OK, I know some fruit will ripen on the shelf.  I'm a sucker for buying stuff for kids' school fund-raisers, and am happy that the past couple of  years, instead of buying unwanted candy bars, I'm buying boxes of fruit.  HOWEVER, this year a box of pears arrived not ripe enough (edible, but too green to taste like much).

Question is, will pears ripen if I leave them out?  In the fridge drawer?


----------



## Rocklobster (Dec 11, 2010)

Here is the technique I use. 
Use a container with a tight lid. The lid helps trap the ethylene gas that fruits give off as they ripen. The fruit ripens faster in higher concentrations of ethylene gas. You can also use a brown paper bag. Fold the bag top down to keep in the ethylene gas.


​


----------



## justplainbill (Dec 11, 2010)

Pretty much says it all-
How to ripen winter pears to perfection


----------



## babetoo (Dec 11, 2010)

brown bag works for me. don't do em all at once. then you can do a few at a time and enjoy them longer.


----------



## Bolas De Fraile (Dec 12, 2010)

I pick my conference pears early, I then place on brown paper with gaps in between and cover with more paper, if I get the timing right(about 3 months) they are perfect for Chrimbo.


----------



## taxlady (Dec 12, 2010)

I stick whatever fruit I want ripened in a plastic bag with an apple.


----------



## vitauta (Jul 10, 2011)

i placed one of my nectarines in a brown paper bag early, early this morning.  it is now 13 hours later - it has some give but is not ready to eat yet.  i think it will be ripe for breakfast tomorrow....


----------



## Snip 13 (Jul 11, 2011)

Claire said:


> OK, I know some fruit will ripen on the shelf.  I'm a sucker for buying stuff for kids' school fund-raisers, and am happy that the past couple of  years, instead of buying unwanted candy bars, I'm buying boxes of fruit.  HOWEVER, this year a box of pears arrived not ripe enough (edible, but too green to taste like much).
> 
> Question is, will pears ripen if I leave them out?  In the fridge drawer?



Yes they will, just don't put them in the fridge! You can also put a few bananas with them to rush the ripening process. They ommit a gas that ripens the fruit.
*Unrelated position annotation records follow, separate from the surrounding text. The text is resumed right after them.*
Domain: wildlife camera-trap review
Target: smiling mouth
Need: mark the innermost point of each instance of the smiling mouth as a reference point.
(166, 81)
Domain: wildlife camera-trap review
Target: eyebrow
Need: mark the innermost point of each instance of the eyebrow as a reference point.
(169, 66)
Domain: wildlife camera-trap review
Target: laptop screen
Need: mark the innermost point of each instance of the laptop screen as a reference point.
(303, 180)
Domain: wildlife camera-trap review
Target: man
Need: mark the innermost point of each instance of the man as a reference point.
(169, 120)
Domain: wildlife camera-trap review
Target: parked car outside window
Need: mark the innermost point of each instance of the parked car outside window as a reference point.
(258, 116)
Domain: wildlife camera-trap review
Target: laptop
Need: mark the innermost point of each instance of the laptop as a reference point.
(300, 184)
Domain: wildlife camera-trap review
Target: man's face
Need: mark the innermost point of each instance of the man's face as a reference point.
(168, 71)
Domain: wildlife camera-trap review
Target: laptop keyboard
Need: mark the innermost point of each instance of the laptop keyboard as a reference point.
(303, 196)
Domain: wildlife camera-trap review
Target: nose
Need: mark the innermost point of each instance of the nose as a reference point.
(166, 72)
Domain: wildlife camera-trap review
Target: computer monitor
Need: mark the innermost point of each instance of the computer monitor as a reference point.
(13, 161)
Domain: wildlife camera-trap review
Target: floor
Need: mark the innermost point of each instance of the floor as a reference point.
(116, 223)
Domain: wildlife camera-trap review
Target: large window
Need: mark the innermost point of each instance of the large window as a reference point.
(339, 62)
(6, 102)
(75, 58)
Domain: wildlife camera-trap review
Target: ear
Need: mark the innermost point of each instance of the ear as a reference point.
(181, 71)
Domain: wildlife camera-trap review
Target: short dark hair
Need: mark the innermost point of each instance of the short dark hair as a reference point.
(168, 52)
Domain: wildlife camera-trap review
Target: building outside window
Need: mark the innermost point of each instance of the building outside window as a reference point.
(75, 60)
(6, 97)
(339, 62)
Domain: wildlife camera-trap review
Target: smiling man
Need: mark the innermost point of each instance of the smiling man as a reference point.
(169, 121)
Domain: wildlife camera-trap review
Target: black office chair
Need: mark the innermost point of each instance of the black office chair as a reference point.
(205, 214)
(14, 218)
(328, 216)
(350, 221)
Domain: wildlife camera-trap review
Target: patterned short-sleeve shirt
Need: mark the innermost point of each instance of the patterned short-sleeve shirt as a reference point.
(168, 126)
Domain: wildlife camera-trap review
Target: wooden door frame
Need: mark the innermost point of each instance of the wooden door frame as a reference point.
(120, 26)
I keep my fruit in an open veggie rack in my kitchen.

Fruit that will ripen after picking:
Pears, peaches, avocado, apples, bananas, passion fruit, plums, papayas, persimmons, tomatoes, kiwi, honeydew melon, mangoes, guavas and figs.

Fruit that won't ripen: (some will soften but not ripen or get sweeter)
Grapes, pineapples, citrus fruit, strawberries, watermelons.

Hope this is helpful.


----------



## vitauta (Jul 11, 2011)

i just finished having a beautiful bowl of ripe nectarines with sweetened heavy cream for breakfast.  one nectarine was ripened overnight in a paper bag, the others sat out on the kitchen counter for the same amount of time.  all were equally ripe, juicy and delicious....


----------